挿話3 早川颯太の幼馴染

 プールでマリーちゃんに声を掛けてきた男の人が、出口で立って居た。

 正直、怖い。

 この人たちは、どうしてこんな事をするんだろう。


「またアンタたちか。プールの外で待ち伏せだなんて、カッコ悪いし、しつこいぜ」


 颯ちゃんが私たちを庇って前に立ってくれた。

 颯ちゃん……男らしいけど、危ない事はして欲しくない。

 ただ、颯ちゃんが実は強いっていうのは知らなかったな。

 ずっと一緒に居たから、颯ちゃんの事は何でも知っているつもりだったけど、まだまだ知らない事が多いみたい。

 けど、颯ちゃんの知らない事と言えば、最たるものがマリーちゃんとエレンちゃんの事だ。

 ティルナノーグ・オンライン――オンラインゲームで知り合ったなんて事を言っていたけれど、それにしては仲が良過ぎるよ。

 ……あれ? ティルナノーグ・オンライン? フッと頭に浮かんだ言葉だけど、ティルナノーグ・オンラインって何だっけ?

 この言葉のイメーじが全く無いのに、何故か頭に残っている。

 そんな事を考えていると、前の方から物凄い音が聞こえてきた。


「――!?」


 一体何事かと思ったら、さっきの男の人が、何かで地面を殴って穴をあけたみたい。

 驚き過ぎて声が出ないけど、颯ちゃんは大丈夫なの!?


「ソウタ! その人、何だか様子が変っ! 何だか魔物みたいな目をしてるっ!」


 エレンちゃんの言葉を聞いて、男の人の目を見てみると、言った通り緑色に光っていた。

 何!? 一体、何が起こっているの!?

 訳が分からないまま、颯ちゃんからプールに戻れと言われたけど、プールからも目が光った人たちが出てくる。


「ソウタ、キリがないよ! 召喚魔法を使っても良い!?」


 こんな状況で混乱したエレンちゃんが、よく分からない事を言い出した。

 召喚魔法? 良く分からない事をエレンちゃんが呟きだしたけど、何かのおまじないなの? それとも神様への御祈りみたいなもの?


『サモン、ドリアード!』


 エレンちゃんの国のおまじない? が終わったと思ったら、地面から大きな黒い樹が生えてきた。
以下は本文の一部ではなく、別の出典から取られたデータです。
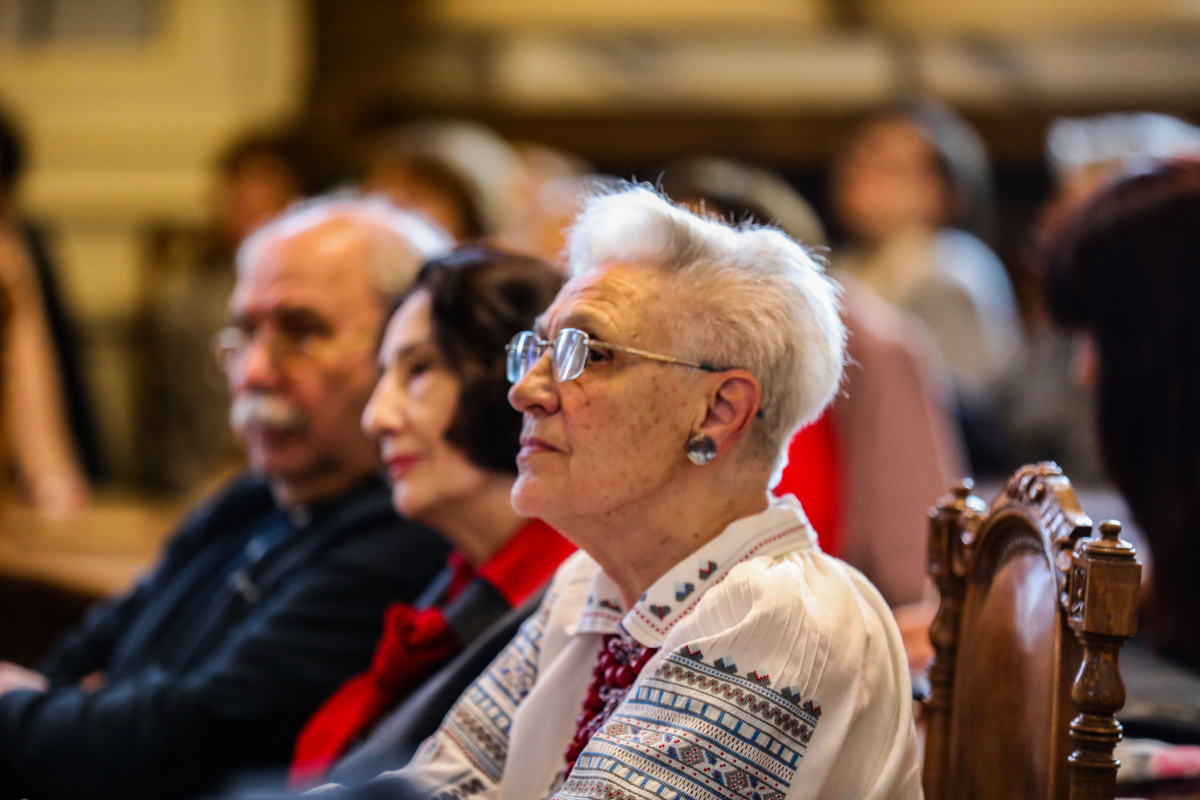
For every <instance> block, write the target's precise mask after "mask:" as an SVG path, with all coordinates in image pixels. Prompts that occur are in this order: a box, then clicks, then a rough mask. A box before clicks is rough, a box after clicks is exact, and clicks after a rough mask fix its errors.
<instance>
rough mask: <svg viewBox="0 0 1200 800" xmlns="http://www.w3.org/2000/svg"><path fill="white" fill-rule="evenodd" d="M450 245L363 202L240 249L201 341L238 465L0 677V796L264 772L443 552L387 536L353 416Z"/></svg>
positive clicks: (197, 793) (273, 761) (391, 534)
 不思議な事に黒い樹が動き出して、枝をマリーちゃんにぶつけ……


「騒ぐな」


 突然、背後から誰かに口を塞がれた。


「んーっ! んんーっ!」


 凄い力で抑えつけられている上に、口に布を巻きつけられ、全く声を出す事が出来ない。

 颯ちゃん……颯ちゃんっ! 誰か、気付いてっ!

 何人がかりか分からないけれど、手も足も動かす事が出来ず、スマホを触る事も出来ないし、そもそも私の鞄はそのまま地面に落ちている。

 あの中にスマホが入っているのに。

 今の私が唯一出来る、じっと颯ちゃんを見つめて視線を送ってみるけれど、あの大きな黒い樹に皆の意識が向いていて、気付いてくれない。

 目が緑色に光る人たち以外で私と目が合ったのは、茂みに隠れるようにして身を潜めていた猫ちゃんだけ。
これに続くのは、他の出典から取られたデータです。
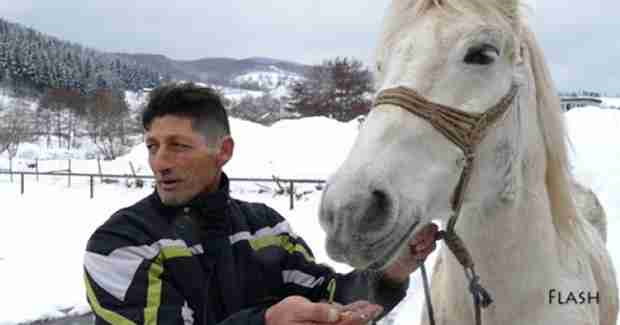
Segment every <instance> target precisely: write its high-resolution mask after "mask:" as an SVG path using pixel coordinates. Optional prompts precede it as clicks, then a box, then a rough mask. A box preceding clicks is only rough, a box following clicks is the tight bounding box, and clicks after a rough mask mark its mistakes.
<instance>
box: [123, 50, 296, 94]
mask: <svg viewBox="0 0 620 325" xmlns="http://www.w3.org/2000/svg"><path fill="white" fill-rule="evenodd" d="M116 55H118V56H120V57H123V58H126V59H128V60H133V61H134V62H136V63H138V64H140V65H143V66H145V67H148V68H149V69H152V70H155V71H158V72H159V73H162V74H164V75H167V76H169V77H171V78H172V79H176V80H192V81H197V82H206V83H210V84H215V85H220V86H246V87H248V86H249V87H251V86H252V85H250V84H249V83H248V82H247V80H244V79H243V78H242V77H243V76H244V75H247V74H262V73H265V74H277V75H279V76H280V79H286V77H288V76H291V78H299V77H300V76H302V75H303V74H304V71H305V69H306V68H307V66H304V65H301V64H298V63H294V62H288V61H282V60H277V59H271V58H260V57H255V58H247V59H242V60H237V59H231V58H203V59H198V60H190V61H178V60H173V59H170V58H168V57H166V56H163V55H153V54H127V53H116ZM254 86H255V89H253V90H270V89H272V88H273V87H275V85H271V86H270V85H269V84H260V83H259V84H258V85H254Z"/></svg>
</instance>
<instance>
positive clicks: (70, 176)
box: [69, 158, 71, 187]
mask: <svg viewBox="0 0 620 325" xmlns="http://www.w3.org/2000/svg"><path fill="white" fill-rule="evenodd" d="M69 187H71V158H69Z"/></svg>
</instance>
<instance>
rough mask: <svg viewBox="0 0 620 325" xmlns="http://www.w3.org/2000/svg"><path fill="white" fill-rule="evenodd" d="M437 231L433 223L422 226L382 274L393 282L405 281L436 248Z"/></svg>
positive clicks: (434, 224) (408, 277) (400, 282)
mask: <svg viewBox="0 0 620 325" xmlns="http://www.w3.org/2000/svg"><path fill="white" fill-rule="evenodd" d="M438 231H439V229H438V227H437V225H435V224H434V223H430V224H428V225H426V226H424V228H422V229H421V230H420V232H418V233H417V234H416V235H415V237H414V238H413V239H412V240H411V241H410V242H409V249H408V250H406V251H405V252H404V253H403V254H402V255H401V256H399V257H398V259H397V260H396V261H395V262H394V263H393V264H392V265H390V266H389V267H388V268H387V269H386V270H385V271H384V276H385V277H386V278H387V279H388V280H390V281H393V282H397V283H402V282H405V281H406V280H407V279H408V278H409V274H411V273H413V272H414V271H415V270H417V269H418V267H419V266H420V265H421V264H422V263H424V260H425V259H426V257H428V255H430V253H432V252H433V251H434V250H435V248H437V244H435V236H436V235H437V232H438Z"/></svg>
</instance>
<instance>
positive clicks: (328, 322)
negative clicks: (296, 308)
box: [295, 302, 340, 323]
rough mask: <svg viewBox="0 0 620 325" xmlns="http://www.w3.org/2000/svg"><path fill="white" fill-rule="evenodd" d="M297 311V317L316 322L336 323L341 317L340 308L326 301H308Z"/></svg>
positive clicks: (298, 317)
mask: <svg viewBox="0 0 620 325" xmlns="http://www.w3.org/2000/svg"><path fill="white" fill-rule="evenodd" d="M300 307H302V308H300V309H299V311H298V312H297V315H296V316H297V317H295V318H296V319H298V320H300V321H310V322H316V323H335V322H337V321H338V320H339V319H340V310H339V308H337V307H336V306H332V305H329V304H325V303H311V302H308V303H306V304H304V306H300Z"/></svg>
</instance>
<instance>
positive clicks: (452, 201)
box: [374, 84, 519, 324]
mask: <svg viewBox="0 0 620 325" xmlns="http://www.w3.org/2000/svg"><path fill="white" fill-rule="evenodd" d="M518 91H519V86H518V85H516V84H513V85H512V86H511V88H510V91H508V93H507V94H506V95H505V96H504V97H502V99H501V100H500V101H499V102H498V103H497V104H495V105H494V106H492V107H491V108H489V109H487V110H486V111H485V112H483V113H468V112H464V111H462V110H458V109H455V108H452V107H449V106H445V105H441V104H438V103H433V102H431V101H429V100H427V99H426V98H424V97H423V96H421V95H420V94H419V93H418V92H416V91H415V90H413V89H410V88H407V87H402V86H401V87H396V88H390V89H386V90H383V91H381V92H380V93H379V95H378V96H377V99H376V100H375V104H374V106H375V107H377V106H379V105H394V106H397V107H400V108H402V109H404V110H406V111H408V112H410V113H412V114H414V115H416V116H418V117H420V118H422V119H424V120H426V121H428V122H429V123H430V124H431V125H432V126H433V127H434V128H435V129H436V130H437V131H439V132H440V133H441V134H443V135H444V136H445V137H446V138H448V140H450V141H451V142H452V143H454V144H455V145H456V146H458V147H459V148H460V149H461V150H462V151H463V154H464V159H465V165H464V167H463V171H462V172H461V176H460V178H459V182H458V184H457V186H456V188H455V189H454V193H453V194H452V199H451V203H452V211H453V215H452V216H451V217H450V220H449V221H448V226H447V227H446V231H442V232H440V236H439V237H438V238H437V239H444V240H445V242H446V245H447V246H448V248H449V249H450V250H451V251H452V253H453V254H454V256H455V257H456V259H457V260H458V261H459V263H460V264H461V265H462V266H463V268H464V269H465V275H466V277H467V279H468V280H469V281H470V286H469V290H470V292H471V293H472V296H473V299H474V307H475V310H474V311H475V321H476V324H480V323H481V320H480V319H481V316H480V306H482V308H486V307H488V306H489V305H490V304H491V303H492V302H493V300H492V299H491V296H490V294H489V293H488V292H487V291H486V290H485V289H484V288H483V287H482V286H481V285H480V284H479V283H478V281H479V276H478V275H477V274H476V272H475V270H474V262H473V259H472V257H471V254H469V252H468V251H467V248H466V247H465V244H464V243H463V241H462V239H461V238H460V237H459V236H458V235H457V234H456V232H455V231H454V227H455V226H456V222H457V220H458V217H459V215H460V213H461V207H462V206H463V200H464V197H465V192H466V190H467V186H468V184H469V180H470V179H471V173H472V171H473V165H474V157H475V154H476V150H477V149H478V145H479V144H480V142H482V140H483V139H484V137H485V136H486V134H487V132H488V130H489V129H490V127H491V126H492V125H493V124H495V122H497V121H498V120H499V119H500V118H501V117H502V116H504V114H505V113H506V111H508V109H509V108H510V107H512V104H513V102H514V99H515V98H516V96H517V93H518ZM422 276H423V279H424V287H425V291H426V299H427V307H428V312H429V317H430V321H431V324H434V323H435V322H434V317H433V309H432V304H431V301H430V294H429V289H428V283H427V282H428V280H427V278H426V270H425V268H424V265H423V264H422Z"/></svg>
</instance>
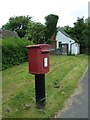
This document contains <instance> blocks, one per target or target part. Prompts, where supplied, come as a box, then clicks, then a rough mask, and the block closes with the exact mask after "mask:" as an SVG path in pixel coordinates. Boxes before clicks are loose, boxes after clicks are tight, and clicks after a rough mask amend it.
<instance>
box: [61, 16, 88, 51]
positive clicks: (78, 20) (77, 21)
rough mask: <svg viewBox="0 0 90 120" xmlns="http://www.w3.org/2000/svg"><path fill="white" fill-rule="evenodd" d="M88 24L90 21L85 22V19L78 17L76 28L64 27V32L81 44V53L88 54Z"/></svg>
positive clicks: (83, 18)
mask: <svg viewBox="0 0 90 120" xmlns="http://www.w3.org/2000/svg"><path fill="white" fill-rule="evenodd" d="M88 23H89V19H86V20H84V17H83V18H79V17H78V19H77V21H76V22H74V27H69V26H64V27H63V28H64V30H65V31H66V32H67V33H68V34H69V35H70V36H71V37H72V38H73V39H75V41H76V42H78V43H79V44H80V53H87V52H88V31H90V28H89V27H88V25H89V24H88Z"/></svg>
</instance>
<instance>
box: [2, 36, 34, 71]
mask: <svg viewBox="0 0 90 120" xmlns="http://www.w3.org/2000/svg"><path fill="white" fill-rule="evenodd" d="M30 44H33V43H32V42H30V41H28V40H25V39H21V38H15V37H13V38H4V39H3V40H2V70H4V69H7V68H9V67H11V66H13V65H18V64H20V63H22V62H25V61H27V53H28V52H27V48H25V46H27V45H30Z"/></svg>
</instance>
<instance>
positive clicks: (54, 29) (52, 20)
mask: <svg viewBox="0 0 90 120" xmlns="http://www.w3.org/2000/svg"><path fill="white" fill-rule="evenodd" d="M58 19H59V17H58V16H57V15H54V14H50V15H48V16H46V17H45V20H46V22H45V25H46V30H45V39H46V42H47V43H50V38H51V36H52V35H53V33H55V32H56V26H57V22H58Z"/></svg>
 ごめんね。こんなに大勢の人が居たり、大きな樹が暴れていたら怖いよね。

 巻き添えを食わないように、ちゃんと隠れているんだよ。

 誰かがここで餌をあげているらしい野良猫ちゃんは、私と目が合ったまま動かないんだけど、流石にこの状況を颯ちゃんに伝えてくれる訳も無く、私は車のトランク? みたいな所へ入れられてしまった。


 真っ暗な場所に一人で声も出せず、両手と両足が縛られている。

 どうやら私は誘拐されているみたい。

 どうしよう。身代金とか要求されるのかな。

 お父さんやお母さんは、どうするんだろう。

 とりあえず、警察に連絡するんだよね。

 颯ちゃんが、一緒に居た自分のせいだ……とか、変な事を考えなければ良いんだけど。

 誘拐されたという事実に対して、いろいろ考え始めた所で、


「出ろ」


 突然、真っ暗だった場所に、光が差し込む。

 トランクみたいな場所に居たのは、ほんの数秒の事だと思ったけれど、私が思考停止してしまっていたのか、そこはプールなど全く見当たらない、廃墟のような場所だった。